Lots of superiors have been totally wrong. Traders understand price action by trading it, academics write books instead.
> Fama and French Sure, and Asness et al 2013, and others... but the original citation was of J&T 2001, oddly without mention of J&T's own update in 2011.
Brother @debitspread: I am so glad I am able to follow your line of reasoning. I can see how lack of such citation (to the updated work) can certainly make momentum strategies inferior, useless, and not valid. I don't understand why other nay-sayers here are unable to follow our line of thought, and agree with us and brother Surf.

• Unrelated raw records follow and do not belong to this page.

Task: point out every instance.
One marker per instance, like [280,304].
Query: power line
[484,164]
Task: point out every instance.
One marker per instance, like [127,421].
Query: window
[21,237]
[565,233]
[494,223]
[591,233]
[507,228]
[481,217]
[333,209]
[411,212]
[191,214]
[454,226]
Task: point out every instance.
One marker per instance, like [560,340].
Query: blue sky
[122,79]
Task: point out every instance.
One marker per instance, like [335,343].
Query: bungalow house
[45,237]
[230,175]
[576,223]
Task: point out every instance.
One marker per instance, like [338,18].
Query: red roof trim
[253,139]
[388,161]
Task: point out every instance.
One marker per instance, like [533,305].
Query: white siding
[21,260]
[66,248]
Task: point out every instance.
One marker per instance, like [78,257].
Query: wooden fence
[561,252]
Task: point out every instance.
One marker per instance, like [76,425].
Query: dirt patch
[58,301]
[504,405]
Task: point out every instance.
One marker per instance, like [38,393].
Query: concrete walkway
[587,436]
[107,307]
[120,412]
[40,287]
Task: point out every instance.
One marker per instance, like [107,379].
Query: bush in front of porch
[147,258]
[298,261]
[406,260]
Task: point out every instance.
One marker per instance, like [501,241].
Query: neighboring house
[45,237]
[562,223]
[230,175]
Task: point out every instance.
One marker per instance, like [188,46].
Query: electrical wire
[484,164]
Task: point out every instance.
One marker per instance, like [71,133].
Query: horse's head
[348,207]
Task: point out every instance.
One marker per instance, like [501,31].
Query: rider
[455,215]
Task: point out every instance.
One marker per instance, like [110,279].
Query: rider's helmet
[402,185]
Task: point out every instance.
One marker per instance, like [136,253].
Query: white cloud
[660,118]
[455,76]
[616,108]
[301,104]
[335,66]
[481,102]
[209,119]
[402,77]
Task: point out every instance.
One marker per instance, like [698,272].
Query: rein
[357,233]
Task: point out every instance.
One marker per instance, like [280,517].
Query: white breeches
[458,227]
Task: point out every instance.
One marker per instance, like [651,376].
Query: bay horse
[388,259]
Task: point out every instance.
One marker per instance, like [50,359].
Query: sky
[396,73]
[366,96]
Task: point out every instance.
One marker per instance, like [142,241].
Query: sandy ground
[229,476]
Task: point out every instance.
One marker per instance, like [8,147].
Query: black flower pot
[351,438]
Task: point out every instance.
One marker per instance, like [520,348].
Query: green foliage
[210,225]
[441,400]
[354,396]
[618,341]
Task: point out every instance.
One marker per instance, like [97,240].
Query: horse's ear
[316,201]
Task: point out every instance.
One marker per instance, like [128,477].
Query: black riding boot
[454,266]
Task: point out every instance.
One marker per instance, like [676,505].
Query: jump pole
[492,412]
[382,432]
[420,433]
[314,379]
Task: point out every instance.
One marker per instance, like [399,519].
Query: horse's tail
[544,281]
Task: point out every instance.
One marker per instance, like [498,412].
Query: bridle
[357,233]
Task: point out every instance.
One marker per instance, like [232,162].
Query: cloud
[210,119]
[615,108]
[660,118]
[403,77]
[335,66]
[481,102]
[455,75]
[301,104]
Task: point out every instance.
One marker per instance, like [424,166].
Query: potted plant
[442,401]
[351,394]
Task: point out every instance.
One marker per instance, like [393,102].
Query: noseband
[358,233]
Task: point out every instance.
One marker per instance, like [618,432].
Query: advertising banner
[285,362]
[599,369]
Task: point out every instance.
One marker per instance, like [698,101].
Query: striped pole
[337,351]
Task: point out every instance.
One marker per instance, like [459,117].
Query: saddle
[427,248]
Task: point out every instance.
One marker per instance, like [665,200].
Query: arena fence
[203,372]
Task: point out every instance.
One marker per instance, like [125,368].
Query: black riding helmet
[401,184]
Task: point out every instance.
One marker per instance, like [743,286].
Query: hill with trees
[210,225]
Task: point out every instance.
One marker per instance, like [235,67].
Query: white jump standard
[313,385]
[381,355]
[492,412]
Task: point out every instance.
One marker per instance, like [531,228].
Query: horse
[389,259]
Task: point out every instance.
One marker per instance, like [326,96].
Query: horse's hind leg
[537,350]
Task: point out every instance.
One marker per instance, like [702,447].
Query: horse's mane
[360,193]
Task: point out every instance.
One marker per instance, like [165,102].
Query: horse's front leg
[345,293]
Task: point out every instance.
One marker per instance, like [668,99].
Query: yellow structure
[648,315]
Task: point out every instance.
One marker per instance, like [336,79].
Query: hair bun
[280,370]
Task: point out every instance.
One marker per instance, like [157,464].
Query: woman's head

Brother @marketsurfer: This is NOT FAIR. How could you do this behind my back? How could you edit your post (after I defended your unedited post) and say "Momentum works sometimes". How could you add so many other 'qualifiers' (a terminology from logic, in case you are sweating over the meaning of it) to your edited answer. I have been ardently defending you, and you have let me down. From this point on I shall no longer stay guard to protect you from those vicious, logically sound arguments in this thread. You will have to fend for yourself. Signing off from this thread! PS: BTW, your new conclusion -- 'since we don't know when momentum would work, such strategies have no edge' -- is as sound as your previous one. Makes we want to once again start defending you from those vicious logical attacks. If I decide to once again stand "guard", I will subscribe to your implicit assumption -- we know exactly when mean-reversion strategies will work, and hence only those strategies have an edge.
Is that you on the left Dave? Nice to put a face to the name. Apart from that, what was the point of this post? Just a random post as usual?